144. Memorandum from the President’s Assistant for National Security Affairs (Kissinger) to Secretary of State Rogers and Attorney General Mitchell 1 2

SUBJECT:

  • Study of Means to Stop International Traffic in Heroin

The President is convinced that the problem of narcotics addiction in the U.S. has reached proportions constituting a threat to our national stability. Most narcotics are grown and processed in foreign countries and smuggled into the U.S.; this is particularly true of heroin.
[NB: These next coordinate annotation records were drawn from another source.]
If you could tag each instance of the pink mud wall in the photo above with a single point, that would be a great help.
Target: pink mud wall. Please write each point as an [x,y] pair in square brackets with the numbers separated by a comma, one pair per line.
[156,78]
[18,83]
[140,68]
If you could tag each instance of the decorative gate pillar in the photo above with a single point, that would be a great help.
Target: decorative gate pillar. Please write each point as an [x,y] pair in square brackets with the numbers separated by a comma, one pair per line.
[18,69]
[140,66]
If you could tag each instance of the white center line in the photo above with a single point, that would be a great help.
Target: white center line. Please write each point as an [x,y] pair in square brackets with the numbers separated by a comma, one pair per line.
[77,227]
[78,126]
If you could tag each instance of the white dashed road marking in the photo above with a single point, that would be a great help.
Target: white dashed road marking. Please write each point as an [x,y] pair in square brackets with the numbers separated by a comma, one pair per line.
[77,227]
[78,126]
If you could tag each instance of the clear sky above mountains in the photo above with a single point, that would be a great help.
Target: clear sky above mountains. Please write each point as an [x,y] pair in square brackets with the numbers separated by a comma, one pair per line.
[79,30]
Under these circumstances, the President considers that any country facilitating, or in any way contributing to, international traffic in heroin is committing an act inimical to the United States.

He has directed that you study this problem on an urgent basis and recommend as soon as possible an action program that will make emphatically clear to those countries growing opium poppies that their non-medicinal cultivation must be stopped; and to those countries manufacturing finished heroin that their illicit laboratories must be closed. It would appear that the chief offenders in each category are Turkey and France, respectively.

In your study you should consider methods of positive persuasion, including financial incentives for cooperation on the control of heroin traffic, as well as those of retaliation, in the event that any country refuses to cooperate in this program. You may assume that the action program you recommend, if approved, will be implemented with the full authority of the President.

You should constitute an ad hoc working group to fulfill this directive immediately. Your recommendations should be submitted to the President no later than October 15, 1969.

Henry A. Kissinger
  1. Source: National Archives, RG 59, Central Files 1967-69, SOC 12-5 US. Confidential. In a September 30 memorandum to Kissinger, the President’s Assistant Ehrlichman stated: “The President has decided to fully implement Pat Moynihan’s proposal to attack the heroin problem. This means taking a hard line with France and Turkey.” (Ibid.)
  2. The President directed Rogers and Mitchell to study the problem of international trafficking in heroin.